On injectait différents produits humains (sang, urine, jus duodénal, selles, mucosités nasales, etc.) provenant de personnes présentant des jaunisses à des individus sains.

    Les preuves de l’origine infectieuse s’accumulent

    Ce n’est que vers la fin du 19e siècle que la première observation scientifique permit de relier une infection à une jaunisse et ce fut le fruit du hasard et du sens d’observation d’un médecin allemand, le Dr A. Lürman. En effet, celui-ci, officier de santé publique, vaccina 1 289 ouvriers des chantiers navals de Brème contre la variole. Lürman suivit ces ouvriers et remarqua que 191 d’entre eux eurent une jaunisse suite à ces vaccinations. Qui plus est, seuls ceux vaccinés avec un certain lot développèrent la maladie. Il publia ses observations dans une revue allemande, mais sa découverte passa quasiment inaperçue (Lürman A., Eine icterusepîdemie, Berliner Klinish Wochenschrift, 1885; 22 : 20-27).

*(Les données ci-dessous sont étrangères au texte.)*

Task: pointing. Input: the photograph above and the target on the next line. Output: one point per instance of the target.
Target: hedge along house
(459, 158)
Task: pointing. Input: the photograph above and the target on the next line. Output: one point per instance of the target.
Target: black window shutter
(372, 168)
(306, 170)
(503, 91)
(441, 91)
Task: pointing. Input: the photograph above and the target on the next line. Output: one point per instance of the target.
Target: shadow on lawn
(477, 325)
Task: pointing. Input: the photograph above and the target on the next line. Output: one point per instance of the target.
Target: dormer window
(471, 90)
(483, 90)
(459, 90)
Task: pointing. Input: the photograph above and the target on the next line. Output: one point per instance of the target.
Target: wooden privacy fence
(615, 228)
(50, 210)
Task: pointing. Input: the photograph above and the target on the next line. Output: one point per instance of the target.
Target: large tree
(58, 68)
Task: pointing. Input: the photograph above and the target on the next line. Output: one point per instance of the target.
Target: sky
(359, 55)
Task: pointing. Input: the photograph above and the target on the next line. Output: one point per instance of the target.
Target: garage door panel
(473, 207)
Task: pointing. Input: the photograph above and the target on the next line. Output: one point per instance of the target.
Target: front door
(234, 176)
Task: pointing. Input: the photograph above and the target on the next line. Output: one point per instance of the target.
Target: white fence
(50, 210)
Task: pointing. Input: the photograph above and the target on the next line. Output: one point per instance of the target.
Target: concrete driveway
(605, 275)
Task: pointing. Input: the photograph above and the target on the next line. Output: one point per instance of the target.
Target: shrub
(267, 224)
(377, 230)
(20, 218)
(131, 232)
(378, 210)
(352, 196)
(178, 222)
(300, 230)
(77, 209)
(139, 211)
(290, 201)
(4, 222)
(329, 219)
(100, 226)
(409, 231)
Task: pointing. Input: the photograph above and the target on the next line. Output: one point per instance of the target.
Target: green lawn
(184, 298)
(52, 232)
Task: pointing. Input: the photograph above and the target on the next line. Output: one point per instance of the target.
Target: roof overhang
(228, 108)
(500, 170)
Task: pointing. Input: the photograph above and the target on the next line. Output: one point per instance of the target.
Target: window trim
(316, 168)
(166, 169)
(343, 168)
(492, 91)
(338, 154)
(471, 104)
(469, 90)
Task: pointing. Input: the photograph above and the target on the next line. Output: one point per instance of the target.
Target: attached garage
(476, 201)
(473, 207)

    Il n’existait pas de modèle animal où il aurait été possible de transmettre la maladie, ce qui limitait de beaucoup les expérimentations permettant d’isoler le ou les agents infectieux. La Seconde Guerre mondiale allait apporter l’occasion de contrer ce problème en utilisant des «volontaires» humains pour étudier la maladie. Durant ces expérimentations, on injectait différents produits humains (sang, urine, jus duodénal, selles, mucosités nasales, etc.) provenant de personnes présentant des jaunisses à des individus sains. À part ces prisonniers de guerre plus ou moins volontaires (ce devait être plutôt difficile de refuser lorsqu’on vous offre le choix entre mourir sur le champ ou participer à une expérience), plus tard des enfants handicapés mentaux furent aussi recrutés pour prendre part à des expériences similaires. Suite à ces multiples résultats, il fut possible dès 1947 de dégager deux types d’hépatites: l’hépatite A, pour celle transmise par voie oro-fécale et l’hépatite B, pour celle transmissible par le sang et ses dérivés.

    La découverte des agents viraux pour les hépatites A et B se fit durant les années 1960-1970. Le concept de virus Non A Non B fut élaboré vers 1975 par Stephen Feinstone, un grand spécialiste américain qui publia ses résultats dans le New England Journal of Medicine. Ce virus prendra le nom d’hépatite C en 1989 grâce aux recherches de Q. Choo, G. Weiner et de leurs collaborateurs. Tel fut donc l’ABC de cette maladie.